I can share an example as a different straw man to beat on.
//Ignore insonsistent numbers, I edited by hand for readability. //Progress Results {"ip": "8.8.8.8", "seq": 0, "size": 96, "rtt": 20.47, "rttAvg": 20.47, "loss": 0} {"ip": "8.8.4.4", "seq": 0, "size": 96, "rtt": 23.73, "rttAvg": 23.73, "loss": 0} {"ip": "8.8.8.8", "seq": 1, "size": 96, "rtt": 21.27, "rttAvg": 21.00, "loss": 0} {"ip": "8.8.4.4", "seq": 1, "size": 96, "rtt": 24,00, "rttAvg": 23.53, "loss": 0} {"ip": "8.8.4.4", "seq": 2, "size": 96, "rtt": 21.27, "rttAvg": 22.47, "loss": 0} {"ip": "8.8.8.8", "seq": 2, "size": 96, "rtt": 22.73, "rttAvg": 21.27, "loss": 0} {"ip": "8.8.8.8", "seq": 3, "size": 96, "rtt": 22.50, "rttAvg": 21.47, "loss": 0} //lost #3 for 8.8.4.4 {"ip": "8.8.8.8", "seq": 4, "size": 96, "rtt": 22.73, "rttAvg": 22.00, "loss": 0} {"ip": "8.8.4.4", "seq": 4, "size": 96, "rtt": 25.53, "rttAvg": 24.27, "loss": 0.2} //Result (or verbose result. not both) {"ip": "8.8.8.8", "sent": 5, "received": 5, "loss": 0, "rtt": {"min": 21.29, "avg": 22.29, "max": 23.89}} //VerboseResult (note null in rtts array for lost packet) {"ip": "8.8.4.4", "sent": 5, "received": 4, "loss": 0.20, "rtt": {"min": 21.45, "avg": 24.34, "max": 26.36}, "jitter": {"min": 0.266, "avg": 2.95, "max": 5.91}, "rtts": [23.43,null,21.17,26.76,25.26]} {"ip": "8.8.8.8", "sent": 5, "received": 5, "loss": 0, "rtt": {"min": 20.62, "avg": 22.16, "max": 22.53}, "jitter": {"min": 0.1875, "avg": 0.949, "max": 1.719}, "rtts": [20.86,21.18,22.95,22.56,22.49]}
I think showing the "progress" per IP per ping is a must! Either by adding this into the final response or outputting it while running. Right now the proposed implementation will imply the -q flag which is going to hide per-target/per-ping results
IMHO though I could be over-complicating, flags would allow you to choose between multiple json document output like I suggested, or a single json output with all the results, possibly including progress.

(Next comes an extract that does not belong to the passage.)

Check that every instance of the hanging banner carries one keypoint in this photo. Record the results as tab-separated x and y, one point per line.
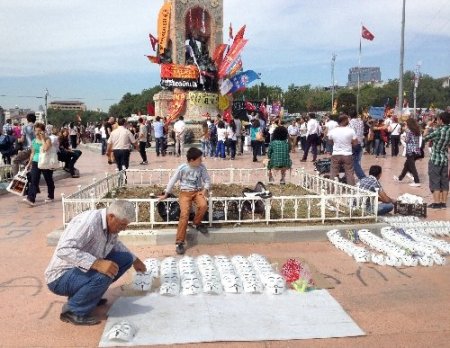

This could be as simple as either one json object per line, or starting with a [ adding a , after each json object per line, and ending with ]:
[
{"ip": "8.8.8.8", "seq": 0, "size": 96, "rtt": 20.47, "rttAvg": 20.47, "loss": 0}
,
{"ip": "8.8.4.4", "seq": 0, "size": 96, "rtt": 23.73, "rttAvg": 23.73, "loss": 0}
,
{"ip": "8.8.8.8", "seq": 1, "size": 96, "rtt": 21.27, "rttAvg": 21.00, "loss": 0}
,
{"ip": "8.8.4.4", "seq": 1, "size": 96, "rtt": 24,00, "rttAvg": 23.53, "loss": 0}
,
..... output omitted
]
But it could be more complex:
{
progress: [ ...array of progress... ],
results: { ...hash of results... },
options: { .. I love when programs output the options they were run with in structured output like this... }
}
fping --jsonStream | someCommandThatProcessesOneLineAtATimeWhereEachLineIsAValidJsonObject
fping --jsonArray > myValidJsonFile.json
I'm a bit busy at work at the moment so it might take some time until I can get back to this PR, sorry. :(
Thank you, @Reperator, this is really useful feature for us, talking from Zabbix perspective! I'd agree with @bkuker that it makes more sense to not list tags that have no values.
OK here are my 2 cents. I have grouped the output in targets, within those there is data for each packet and summary. Also, I have added some ideas about error handling:
{
"error": "in case of error",
"targets": {
"dns.google.com": {
"addr": "8.8.8.8",
"packets": [
{
"bytes": 64,
"rtt": 3.29,
"avg": 3.35,
"loss": 11,
"source": "4.4.4.4"
},
{
"error": "timed out"
}
],
"summary": {
"min": 21.29,
"avg": 22.29,
"max": 23.89
}
},
"7.7.7.7": {
"addr": "7.7.7.7",
"packets": [
{
"error": "timed out"
},
{
"error": "timed out"
}
],
"summary": {}
}
}
}
anyone still working on this or it was forgotten?
I'm not working on it anymore, I left my old company a year ago and don't have the time to look into this again.